Reputation: 398
Given a 64 Bit general purpose register (Not a xmm register) in x64 architecture, filled with one byte unsigned values. How can I check it for a zero value simultaneously without using SSE instructions?
Is there a way to do so in a parallel way, without iterating over the register in 4 bit steps?

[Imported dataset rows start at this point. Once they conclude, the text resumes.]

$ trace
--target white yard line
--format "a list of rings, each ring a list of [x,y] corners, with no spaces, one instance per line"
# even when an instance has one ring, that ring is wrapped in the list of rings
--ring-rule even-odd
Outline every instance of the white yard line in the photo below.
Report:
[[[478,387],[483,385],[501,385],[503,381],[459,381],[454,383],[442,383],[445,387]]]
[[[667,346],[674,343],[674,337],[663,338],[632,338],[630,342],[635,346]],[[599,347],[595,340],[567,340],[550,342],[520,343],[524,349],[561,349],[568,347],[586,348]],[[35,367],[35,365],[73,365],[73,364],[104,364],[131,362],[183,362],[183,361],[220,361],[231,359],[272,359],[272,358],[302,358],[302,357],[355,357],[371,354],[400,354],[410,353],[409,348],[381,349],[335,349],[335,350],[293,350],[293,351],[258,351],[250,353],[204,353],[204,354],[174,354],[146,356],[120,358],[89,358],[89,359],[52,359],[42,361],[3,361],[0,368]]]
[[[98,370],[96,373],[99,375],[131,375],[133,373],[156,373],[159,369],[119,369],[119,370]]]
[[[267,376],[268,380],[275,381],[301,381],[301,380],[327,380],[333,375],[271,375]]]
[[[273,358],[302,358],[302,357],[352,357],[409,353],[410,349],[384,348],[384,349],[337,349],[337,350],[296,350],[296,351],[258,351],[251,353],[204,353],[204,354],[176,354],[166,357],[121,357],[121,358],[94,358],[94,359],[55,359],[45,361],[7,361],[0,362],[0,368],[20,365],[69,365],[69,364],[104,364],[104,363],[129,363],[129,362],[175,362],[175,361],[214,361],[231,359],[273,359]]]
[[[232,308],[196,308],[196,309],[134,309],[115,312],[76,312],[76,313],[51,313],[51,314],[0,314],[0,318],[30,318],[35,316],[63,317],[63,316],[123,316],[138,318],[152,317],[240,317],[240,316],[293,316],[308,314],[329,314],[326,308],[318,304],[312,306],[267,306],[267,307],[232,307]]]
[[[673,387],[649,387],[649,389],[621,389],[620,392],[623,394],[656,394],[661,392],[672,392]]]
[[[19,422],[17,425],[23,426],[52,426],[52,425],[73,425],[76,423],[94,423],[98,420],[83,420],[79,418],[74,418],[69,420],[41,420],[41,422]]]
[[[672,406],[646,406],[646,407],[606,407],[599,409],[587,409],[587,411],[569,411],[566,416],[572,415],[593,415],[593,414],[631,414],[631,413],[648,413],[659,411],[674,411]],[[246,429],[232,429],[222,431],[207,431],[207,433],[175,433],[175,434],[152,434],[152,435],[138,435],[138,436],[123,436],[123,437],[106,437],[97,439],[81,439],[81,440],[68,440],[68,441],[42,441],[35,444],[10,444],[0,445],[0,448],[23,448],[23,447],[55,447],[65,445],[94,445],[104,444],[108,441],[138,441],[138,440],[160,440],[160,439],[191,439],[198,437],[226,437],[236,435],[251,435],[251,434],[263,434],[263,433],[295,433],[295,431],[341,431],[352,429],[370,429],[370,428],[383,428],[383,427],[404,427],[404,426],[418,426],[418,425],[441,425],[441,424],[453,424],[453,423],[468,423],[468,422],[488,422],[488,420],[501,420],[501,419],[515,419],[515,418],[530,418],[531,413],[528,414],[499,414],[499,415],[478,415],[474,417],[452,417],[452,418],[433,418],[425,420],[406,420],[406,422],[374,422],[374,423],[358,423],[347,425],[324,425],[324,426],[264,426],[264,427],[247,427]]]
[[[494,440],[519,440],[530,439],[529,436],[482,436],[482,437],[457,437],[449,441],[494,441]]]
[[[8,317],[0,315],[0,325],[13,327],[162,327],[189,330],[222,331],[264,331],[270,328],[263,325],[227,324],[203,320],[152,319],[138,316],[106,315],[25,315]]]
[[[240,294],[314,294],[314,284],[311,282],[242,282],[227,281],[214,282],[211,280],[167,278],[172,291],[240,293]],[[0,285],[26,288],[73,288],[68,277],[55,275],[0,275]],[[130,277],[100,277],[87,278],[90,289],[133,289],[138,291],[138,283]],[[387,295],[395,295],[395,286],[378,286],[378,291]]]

I tried to compare it with certain 64-bit masks but it is not working.
Upvotes: 0
Views: 561
Reputation: 21956
Technically, you could do something like that:
// True if any of the 8 bytes in the integer is 0
bool anyZeroByte( uint64_t v )
{
// Compute bitwise OR of 8 bits in each byte
v |= ( v >> 4 ) & 0x0F0F0F0F0F0F0F0Full;
v |= ( v >> 2 ) & 0x0303030303030303ull;
constexpr uint64_t lowMask = 0x0101010101010101ull;
v |= ( v >> 1 ) & lowMask;
// Isolate the lowest bit
v &= lowMask;
// Now these bits are 0 for zero bytes, 1 for non-zero;
// Invert that bit
v ^= lowMask;
// Now these bits are 1 for zero bytes, 0 for non-zero
// Compute the result
return 0 != v;
}
However, SIMD gonna be way faster. SSE is an absolute requirement on x64 architecture, all AMD64 processors in the world are required to support SSE1 and SSE2. Here’s SSE2 version:
bool anyZeroByteSse2( uint64_t v )
{
__m128i vec = _mm_cvtsi64_si128( (int64_t)v );
__m128i zero = _mm_setzero_si128();
__m128i eq = _mm_cmpeq_epi8( vec, zero );
return 0 != ( _mm_movemask_epi8( eq ) & 0xFF );
}
That’s 6 instructions instead of 16: link.
Upvotes: 1